I think we have to let this play out and just let people reflect on their decision in their own time.

Unfortunately time is something we don't have enough of.

firehousedog1 · 02/09/2018 23:33

Sorry, but I still think it's petty to be falling out with loved ones over politics. Move on ffs.

EthelThePiratesDaughter · 02/09/2018 23:38

Even if your loved one voted for something they either knew or ought to have known could really fuck up your life?

Many of us are in that position.

"Petty" implies that you've fallen out over something small and insignificant. Brexit is neither of those things.

firehousedog1 · 02/09/2018 23:44

Do you go on a crusade after every general election? Grin

EthelThePiratesDaughter · 02/09/2018 23:56

Well no. Partly because the Tories and Labour are equally crap and I don't vote for either of them so I don't much care who wind general elections, but mostly because you're only stuck with the result of a general election for five years and they mostly don't change much anyway.

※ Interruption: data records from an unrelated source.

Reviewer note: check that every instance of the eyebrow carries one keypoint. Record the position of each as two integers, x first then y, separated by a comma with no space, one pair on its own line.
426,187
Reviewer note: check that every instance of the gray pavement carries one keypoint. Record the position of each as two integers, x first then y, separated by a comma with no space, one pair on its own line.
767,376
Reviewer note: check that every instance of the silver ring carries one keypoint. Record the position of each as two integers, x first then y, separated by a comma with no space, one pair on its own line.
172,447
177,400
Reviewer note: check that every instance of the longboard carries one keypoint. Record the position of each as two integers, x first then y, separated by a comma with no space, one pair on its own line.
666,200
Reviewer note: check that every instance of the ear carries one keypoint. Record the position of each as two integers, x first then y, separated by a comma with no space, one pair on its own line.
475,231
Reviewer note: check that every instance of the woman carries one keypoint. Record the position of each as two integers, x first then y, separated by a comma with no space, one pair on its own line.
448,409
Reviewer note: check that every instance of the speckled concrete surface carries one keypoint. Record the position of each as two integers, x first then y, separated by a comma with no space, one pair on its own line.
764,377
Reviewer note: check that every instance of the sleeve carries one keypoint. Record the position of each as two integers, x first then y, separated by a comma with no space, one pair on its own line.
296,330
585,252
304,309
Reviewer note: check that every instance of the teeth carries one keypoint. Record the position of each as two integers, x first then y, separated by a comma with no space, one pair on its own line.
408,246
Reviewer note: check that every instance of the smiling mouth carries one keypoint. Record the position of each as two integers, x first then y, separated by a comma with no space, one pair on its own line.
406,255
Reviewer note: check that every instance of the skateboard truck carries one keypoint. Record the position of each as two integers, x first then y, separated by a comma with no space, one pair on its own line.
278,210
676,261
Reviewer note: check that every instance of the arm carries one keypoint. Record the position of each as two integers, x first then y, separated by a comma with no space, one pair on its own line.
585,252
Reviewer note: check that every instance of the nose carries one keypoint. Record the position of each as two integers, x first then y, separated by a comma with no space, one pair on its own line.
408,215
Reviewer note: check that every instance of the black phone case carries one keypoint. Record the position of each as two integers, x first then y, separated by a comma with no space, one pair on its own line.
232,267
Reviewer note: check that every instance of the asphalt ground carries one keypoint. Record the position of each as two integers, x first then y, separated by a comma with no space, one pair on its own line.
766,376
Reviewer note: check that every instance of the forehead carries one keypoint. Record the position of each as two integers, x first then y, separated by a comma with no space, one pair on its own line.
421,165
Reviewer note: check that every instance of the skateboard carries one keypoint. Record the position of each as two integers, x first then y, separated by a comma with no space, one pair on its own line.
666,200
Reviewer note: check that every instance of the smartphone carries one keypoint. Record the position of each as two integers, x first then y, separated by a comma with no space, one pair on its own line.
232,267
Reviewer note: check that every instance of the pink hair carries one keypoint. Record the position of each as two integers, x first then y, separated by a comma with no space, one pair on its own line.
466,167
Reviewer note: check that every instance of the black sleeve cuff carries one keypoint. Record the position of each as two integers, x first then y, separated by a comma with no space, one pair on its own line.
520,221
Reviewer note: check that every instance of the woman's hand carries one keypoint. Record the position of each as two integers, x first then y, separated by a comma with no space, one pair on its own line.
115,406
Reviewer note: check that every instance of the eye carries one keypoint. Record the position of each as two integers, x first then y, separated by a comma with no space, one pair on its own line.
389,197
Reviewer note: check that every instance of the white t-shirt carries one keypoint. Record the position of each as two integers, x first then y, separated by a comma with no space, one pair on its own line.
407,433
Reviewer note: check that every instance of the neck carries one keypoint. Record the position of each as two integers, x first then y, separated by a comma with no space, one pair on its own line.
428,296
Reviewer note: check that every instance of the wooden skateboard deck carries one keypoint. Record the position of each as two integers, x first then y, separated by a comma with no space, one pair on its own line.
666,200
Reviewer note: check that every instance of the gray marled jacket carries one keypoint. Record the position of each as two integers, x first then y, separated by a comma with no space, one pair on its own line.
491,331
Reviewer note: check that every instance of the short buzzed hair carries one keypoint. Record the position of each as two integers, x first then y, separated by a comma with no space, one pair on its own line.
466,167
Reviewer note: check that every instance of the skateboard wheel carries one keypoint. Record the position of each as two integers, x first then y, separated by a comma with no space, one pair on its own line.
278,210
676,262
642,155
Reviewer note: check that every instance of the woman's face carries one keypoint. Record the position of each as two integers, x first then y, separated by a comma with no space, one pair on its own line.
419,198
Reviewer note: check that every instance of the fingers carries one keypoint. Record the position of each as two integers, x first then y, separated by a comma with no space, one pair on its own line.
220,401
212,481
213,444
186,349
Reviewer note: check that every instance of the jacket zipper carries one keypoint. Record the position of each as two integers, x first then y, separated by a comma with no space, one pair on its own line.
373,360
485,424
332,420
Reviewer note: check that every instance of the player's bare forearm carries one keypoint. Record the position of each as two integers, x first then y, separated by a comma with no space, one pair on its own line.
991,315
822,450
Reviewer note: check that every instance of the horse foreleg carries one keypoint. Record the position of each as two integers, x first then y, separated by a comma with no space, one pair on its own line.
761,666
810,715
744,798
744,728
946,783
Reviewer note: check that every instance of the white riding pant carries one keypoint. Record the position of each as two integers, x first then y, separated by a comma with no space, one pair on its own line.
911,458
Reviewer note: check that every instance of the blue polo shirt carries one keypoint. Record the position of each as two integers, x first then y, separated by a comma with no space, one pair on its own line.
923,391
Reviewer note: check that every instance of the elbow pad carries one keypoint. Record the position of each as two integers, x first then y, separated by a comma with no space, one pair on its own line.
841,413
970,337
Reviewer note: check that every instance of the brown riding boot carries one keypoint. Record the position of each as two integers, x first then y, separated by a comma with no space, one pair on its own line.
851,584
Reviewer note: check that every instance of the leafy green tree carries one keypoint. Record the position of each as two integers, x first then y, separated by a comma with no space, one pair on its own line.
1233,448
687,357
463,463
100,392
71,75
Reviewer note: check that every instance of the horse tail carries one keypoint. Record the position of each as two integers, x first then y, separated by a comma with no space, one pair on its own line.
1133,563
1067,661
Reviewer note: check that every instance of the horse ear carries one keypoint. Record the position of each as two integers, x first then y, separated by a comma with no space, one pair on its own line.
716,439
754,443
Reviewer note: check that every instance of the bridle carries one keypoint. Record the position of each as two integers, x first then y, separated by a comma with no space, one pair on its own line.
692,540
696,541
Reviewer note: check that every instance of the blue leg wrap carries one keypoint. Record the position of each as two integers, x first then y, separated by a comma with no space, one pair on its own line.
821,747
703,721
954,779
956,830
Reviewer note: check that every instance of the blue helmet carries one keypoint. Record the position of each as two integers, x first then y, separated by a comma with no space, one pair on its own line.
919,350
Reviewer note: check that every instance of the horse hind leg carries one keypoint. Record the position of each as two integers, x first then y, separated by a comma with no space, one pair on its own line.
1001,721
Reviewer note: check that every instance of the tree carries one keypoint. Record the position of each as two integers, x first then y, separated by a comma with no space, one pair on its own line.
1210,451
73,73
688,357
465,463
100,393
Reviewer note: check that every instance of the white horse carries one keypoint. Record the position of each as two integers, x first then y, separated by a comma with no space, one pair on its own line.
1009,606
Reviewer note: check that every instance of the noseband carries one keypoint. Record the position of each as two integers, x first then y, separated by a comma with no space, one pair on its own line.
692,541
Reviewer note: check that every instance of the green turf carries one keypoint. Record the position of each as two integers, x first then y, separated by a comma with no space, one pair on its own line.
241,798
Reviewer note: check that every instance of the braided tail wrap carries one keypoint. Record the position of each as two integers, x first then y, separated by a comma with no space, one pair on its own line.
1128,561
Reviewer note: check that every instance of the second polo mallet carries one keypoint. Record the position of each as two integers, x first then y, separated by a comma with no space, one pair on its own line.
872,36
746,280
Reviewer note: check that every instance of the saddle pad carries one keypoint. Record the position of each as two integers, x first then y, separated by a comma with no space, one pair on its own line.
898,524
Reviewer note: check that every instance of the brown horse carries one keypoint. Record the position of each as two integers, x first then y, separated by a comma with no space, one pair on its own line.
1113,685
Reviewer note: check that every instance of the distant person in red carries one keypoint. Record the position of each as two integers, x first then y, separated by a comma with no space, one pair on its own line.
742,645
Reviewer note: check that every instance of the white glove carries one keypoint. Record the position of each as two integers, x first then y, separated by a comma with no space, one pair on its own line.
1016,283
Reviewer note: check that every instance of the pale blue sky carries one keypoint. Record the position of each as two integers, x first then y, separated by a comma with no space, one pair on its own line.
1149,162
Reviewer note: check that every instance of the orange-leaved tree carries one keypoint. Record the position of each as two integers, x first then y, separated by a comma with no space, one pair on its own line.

Unlike Brexshit, which is permanent and life changing.

Hazardswan · 03/09/2018 00:59

I'm a bit over this idea that a general election and brexit are the same thing. I've never heard of a general election that involved stockpilling medicines.

notangelinajolie · 03/09/2018 01:25

OP @Wormzy why haven't you been allowed to vote?

MistressDeeCee · 03/09/2018 01:30

I no longer talk to a close relative's DP. I hadn't realised she voted Leave, wouldn't have been bothered its up to her - but I happened to see a long FB post she'd written regarding her reasons. Its time we stopped being controlled by EU outsiders, + too many immigrants now so close the gates..lots of other implied racism. I was shocked. We're a non-British family, presumably she thinks none of our family members should be allowed to come here in future. & that our family are amongst the 'too many immigrants'.

This plank hasn't had a job since she had her last child 16 years ago, always doing some course or other that she never completes. Lazy af. Yet is stridently complaining that immigrants are 'bringing down the economy'. She should try contributing to it...

I will never speak to her again.

I don't know if any other friends voted Brexit as we don't really discuss politics. I wouldn't fall out with them if they voted Leave but must admit I'd judge them as voting emotively without understanding the mechanisms of the EU and how it translates into everyday UK life. Anyone I've heard spouting Leave reasons just sounds like an automaton spewing out a DM article, using words like 'lefty' and 'libtard' because they think it sounds clever as they saw it in the paper

Let them eat Spam...

vdbfamily · 03/09/2018 02:39

My family voted differently. DH and I voted differently. I have 2 nephew's who are half French who both voted leave....one studying politics at the time. Of all the people I know who voted leave, none voted because of immigration either. The EU is in a total mess. I have a close friend who has run several businesses in mainland Europe and the corruption he describes is horrific. The EU needs to exist but not in its current form and something radical needs to happen to shake it up. It cannot go on as it is. My husband comes from a family where if you did not agree with them on politics/religion etc then they excommunicated you. Fortunately my family enjoy a healthy debate and are happy to accept differences in opinion.

MistressDeeCee · 03/09/2018 04:04

A colleague voted Leave because she lives in West area of London, and says it's full. Someone sarcastically asked 'What, full as in you can't walk down the street without shuffling, there's no room on pavement, homes are full to bursting...? She took him seriously and launched into a story about being crushed the moment she exited her front door, afraid to walk around as everything is 'so different now'. She couldn't bring herself to say 'too many non-whites in London'. Interesting watching her nearly say it but then backtrack. It's alright tho as she doesn't mean ME, she means those other immigrants...

Wormzy · 03/09/2018 04:50

why haven't you been allowed to vote?

I'm a non-British EU national, so no voice for me, despite decades of taxes paid in this country.

Like my friend, who is on the verge of splitting with her DH over him voting Leave for the potential effects on her and her children, who are also EU nationals.